HESI RN
Community Health HESI Quizlet
1. A community health nurse is planning a program to reduce the incidence of heart disease in the community. Which intervention should the nurse prioritize?
- A. Distributing educational materials on heart-healthy diets
- B. Organizing free cholesterol screenings
- C. Holding workshops on stress management
- D. Partnering with local gyms to offer fitness classes
Correct answer: B
Rationale: The correct answer is B: Organizing free cholesterol screenings. This intervention is crucial because it helps identify individuals at risk for heart disease by assessing their cholesterol levels. High cholesterol is a significant risk factor for heart disease, and identifying it early can lead to timely interventions and medical care. Choices A, C, and D, while beneficial for overall health, may not directly address the specific risk factor of high cholesterol associated with heart disease. Distributing educational materials on heart-healthy diets (A) could be helpful in preventing heart disease, but identifying individuals already at risk is a more urgent need. Holding workshops on stress management (C) and partnering with local gyms for fitness classes (D) are important for overall health promotion but may not target the specific risk factor of high cholesterol as directly as organizing cholesterol screenings.
2. An elderly client with a history of falls is being discharged from the hospital. Which intervention should the home health nurse implement to reduce the client's risk of falling at home?

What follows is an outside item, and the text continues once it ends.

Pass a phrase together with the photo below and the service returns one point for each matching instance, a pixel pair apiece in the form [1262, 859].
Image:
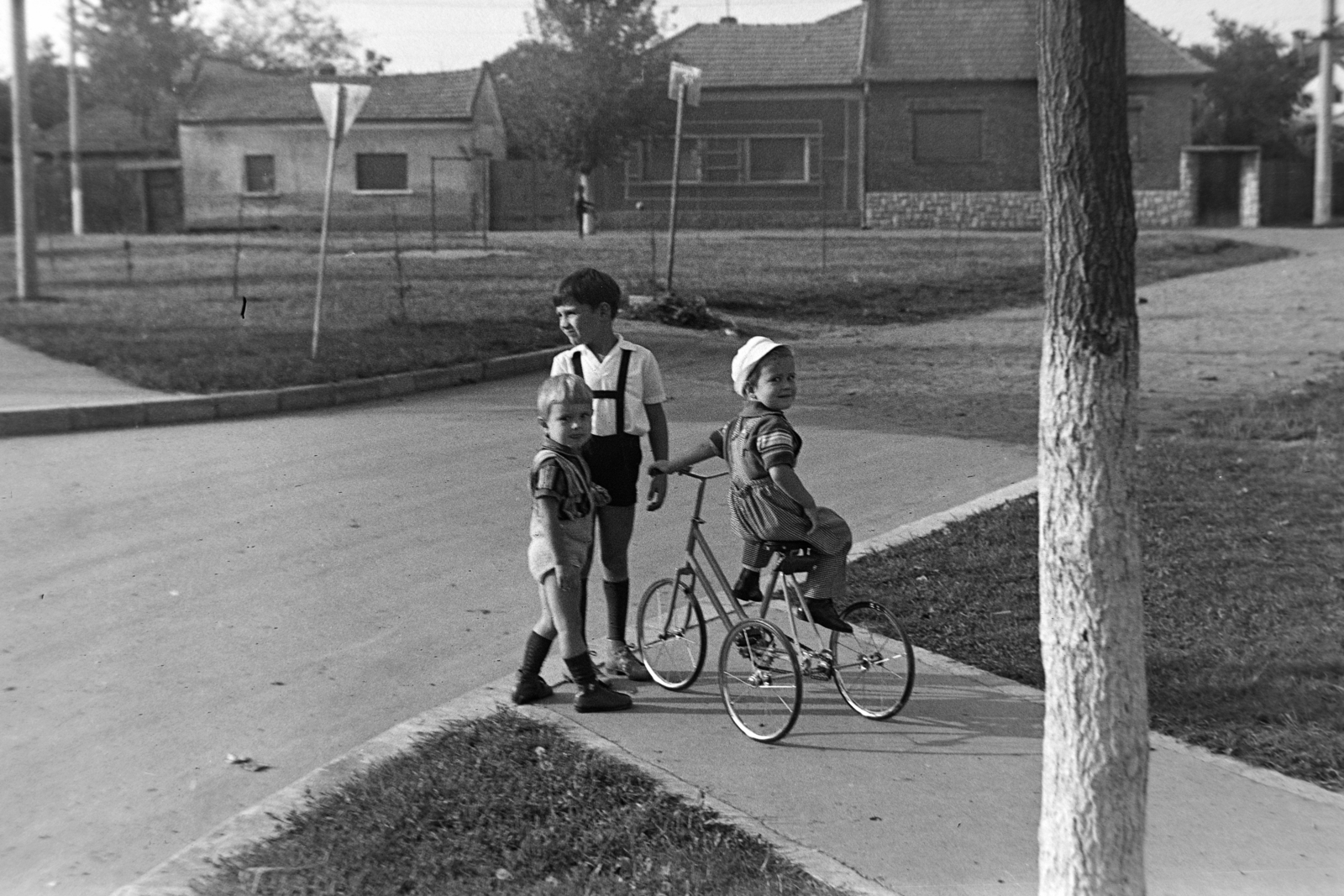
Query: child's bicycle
[761, 665]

- A. Install grab bars in the bathroom
- B. Provide a walker for ambulation
- C. Educate the client on fall prevention strategies
- D. Refer the client to a physical therapist
Correct answer: A
Rationale: Installing grab bars in the bathroom is crucial to reducing the elderly client's risk of falling at home. Grab bars provide physical support and stability, especially in areas like the bathroom where slips and falls are common among older adults. While providing a walker for ambulation (Choice B) can assist with mobility, it may not directly address the environmental hazards at home. Educating the client on fall prevention strategies (Choice C) is important but may not be sufficient if the physical environment is not modified to reduce fall risks. Referring the client to a physical therapist (Choice D) may help improve strength and balance but does not directly address the immediate environmental risk of falling at home.
3. The nurse is providing care for a client with syndrome of inappropriate antidiuretic hormone (SIADH). Which assessment finding requires immediate intervention?
- A. Serum sodium of 140 mEq/L.
- B. Serum osmolality of 280 mOsm/kg.
- C. Weight gain of 2 pounds in 24 hours.
- D. Serum sodium of 130 mEq/L.
Correct answer: D
Rationale: The corrected answer is D. A serum sodium level of 130 mEq/L indicates hyponatremia, which requires immediate intervention in a client with SIADH. Hyponatremia can lead to serious complications such as seizures, coma, and cerebral edema. Choices A, B, and C are not the most critical findings in a client with SIADH. While a serum sodium of 140 mEq/L is within the normal range, a decrease to 130 mEq/L is concerning and requires prompt action to prevent complications.
4. Prior to implementing a community health program targeting teenage smoking, which information is most important for the nurse to obtain?
- A. greater access to any healthcare provider
- B. allowance for early discharge
- C. Prevalence and patterns of smoking among teenagers
- D. approval by the network healthcare provider
Correct answer: C
Rationale: The most important information for the nurse to obtain before implementing a community health program targeting teenage smoking is the prevalence and patterns of smoking among teenagers. Understanding this data is crucial to tailor the program to the specific needs and behaviors of the target group, ensuring it addresses the root causes effectively. Choices A, B, and D are unrelated to the specific needs of the target group and do not provide essential information for designing an effective smoking cessation program for teenagers.
5. The client with the sexually transmitted disease HPV reports having had prior sexually transmitted infections. Which response should the nurse provide?
- A. Emphasize that using safe sex practices removes the risk of transmission.
- B. Instruct the client of the importance of notifying sexual partners.
- C. Reassure that complications will not occur if infection is treated.
- D. Provide counseling that most contraceptives prevent against infection.
Correct answer: B
Rationale: Instructing the client about the importance of notifying sexual partners is crucial when dealing with sexually transmitted infections like HPV. This helps prevent the spread of the infection to others and promotes responsible sexual behavior. Choices A, C, and D are incorrect because while using safe sex practices is important, notifying sexual partners is more immediate and directly related to preventing the spread of the infection. Reassuring about complications and discussing contraceptives do not address the immediate need to notify partners.